6502.org Forum  Projects  Code  Documents  Tools  Forum
It is currently Fri Nov 22, 2024 1:18 pm

All times are UTC




Post new topic Reply to topic  [ 24 posts ]  Go to page 1, 2  Next
Author Message
PostPosted: Mon May 03, 2021 12:01 am 
Offline
User avatar

Joined: Sun May 02, 2021 10:24 am
Posts: 21
Hello everyone.

As a personal project i am trying to create a fast 6502-like CPU.
This "evolution" (prototype of) of 6502 drop 8 bit opcode scheme. Sorry. Even Intel, when it noticed that 8080 was wasting half of opcode space, decided to recode the whole thing, while keeping it assembly compatible. I am trying to do the same. 99% instruction level compatibility is a goal. Some things are simply too much effort for too little gain. On the good news, for one, RMW instructions are not dropped, only scheduled later. Plus, if i am able to, i will expand RMW with one instruction: DEP (DEC if the memory is not zero) for atomic operations.

Project Goals:
- All addressing modes are preserved, some are merged.
- All implemented features are fast. There is no point on investing time to implement instructions and then recommending against their usage.
- Registers added are already present in past official extensions. The two additions are B (second accumulator) and Z (zero page pointer), Z is conventionally Z, but writable.
- Instructions can operate on bytes or words when memory is involved.
- No mode bits.
- RMW implemented.
- No excessive amount of memory channels required. Limit channels to 2, one Read-Only driven by PC, on Read/Write driven by internal state.
- Syntethizable.
- Wait for slow RAM.
- Mostly predictable, no branch prediction or speculative execution.

Dropped:
- BCD
- Unaligned 16 bit loads and stores inside the core. The core do not fault on unaligned loads/stores, it is expected that the memory controller/SoC keep RDY low when bus width requested is 16 bit, but address is odd and do the work instead.

Unspecified:
- Mhz, don't hold your breath for the speed. I stopped short of implementing a full Tommasulo algorithm to the back end.

Not in the first version, followed by the reason:
- ADC/SBC, for the moment ADD and SUB are enough, pending verification of first batch of opcodes.
- INC/DEC/ASL/LSR/ROL/ROR/DEP memory, pending verification of first batch of opcodes.
- JSR/BSR/PHR/PLR, pending verification of first batch of opcodes.
- WAI/STP/BRK/RTI, pending implementation of interrupt handler.

Design:
- Highly regular encoding scheme with 16 bit/32 bit
- 2 State front-end pipeline + 3 stage back end pipeline of fragmented operations (uOP, to say)
- Yes, it is a complex design.

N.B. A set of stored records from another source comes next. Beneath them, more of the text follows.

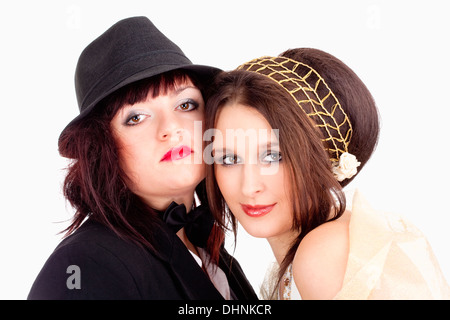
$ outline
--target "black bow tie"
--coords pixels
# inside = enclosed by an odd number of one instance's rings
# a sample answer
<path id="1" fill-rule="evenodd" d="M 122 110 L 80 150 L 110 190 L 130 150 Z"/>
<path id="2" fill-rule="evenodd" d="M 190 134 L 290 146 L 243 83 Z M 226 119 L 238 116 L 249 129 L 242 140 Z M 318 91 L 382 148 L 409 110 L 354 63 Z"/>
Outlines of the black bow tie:
<path id="1" fill-rule="evenodd" d="M 186 236 L 193 245 L 205 248 L 214 225 L 211 211 L 205 206 L 196 207 L 186 213 L 184 204 L 172 202 L 162 215 L 163 221 L 177 233 L 184 227 Z"/>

In fact i completed the first version of the internal micro core. That i will need to modify further to implement ROR/ROL/DEP/ADC/SBC.
"Completed" here is a placeholder for "Logic Gates for the full implementation are there, but there is no tests yet".
- Logic gates simulation first. Because i am bad at planning projects.
- IF stage fetch and reorder the instruction.
- ID stage translate 16 bit opcode in 1-3 20 bit uOps.
- SCHED stage pick a ready uOP from one of the Reservation Stations and put it in the Scheduled_Instruction_Register. 80 bits of MUX x2, YAY!. At least that's all the work that this stage need to do.
- ALU stage pick A register and a B register, then it select one from B, K or T (temp storage of the RS) for the second input of ALU. B is always forwarded to Mem. ALU can store the register back to the Register File or write the MAR register to start a memory cycle.
- MEM stage start with the address in the MAR register, it wait for RDY signal and then write to TA or TB (Temp RSA or Temp RSB)

Github of the project

https://github.com/aleferri/65HE06
The current partial implementation is P1. You'll need LogicCircuit to open the file.

Expected FAQ

Why have you decided to make this monster that will run at 10khz at max?
First of all: this will not run at 10khz. The Intel Nehalem core run at 500 khz on 4 Virtex FPGA. I think i cannot do worse, so at a minimun this will run at 500 khz.
Second: memory is a bottleneck of any 6502 or 6502-like* CPU, to avoid the inevitable death of the clock frequency i had to make the MEM step as empty as possible, the mem bus see a single 16 bit mux on TA/TB, operated by the Load Flag in front of each Flip Flop. On FPGA this MUX is already here, so MEM has no additional delay at all.
If i stopped there, there would have been a dead cycle after each memory access, so i had to find a way to make good use of this single dead cycle. So i decided to reuse it for address generation of other operations. The reuse rule is:
Called Main (M) the first allocated operation, Next the other allocated operation; u0 is the Main last uOp, uNext is the Next candidate uOp, uMain is the current executing uOP
Provided that:
uMain has written MAR and the end of an ALU stage (beginning a memory access)
Main is not a store (possible memory hazard, Main is a store if one of u0 or uMain write mem)
uNext A register is not u0 D (WAR)
uNext B register is not u0 D (WAR again)
uNext is not the final uOp of Next (If it were, execution would be out of order, a much bigger core and a much better Me is needed for that)
Then
uNext can be executed instead of stalling

I never heard of this weird architecture
Because this is a botched OoO core that decayed in an InOrderExecution InterlievedPartials InOrderStore. Unless you are trying to pipeline** an heavy Accumulator / Memory ISA there is zero reason to do this. Is probable that only the PDP-8 can reuse such architecture.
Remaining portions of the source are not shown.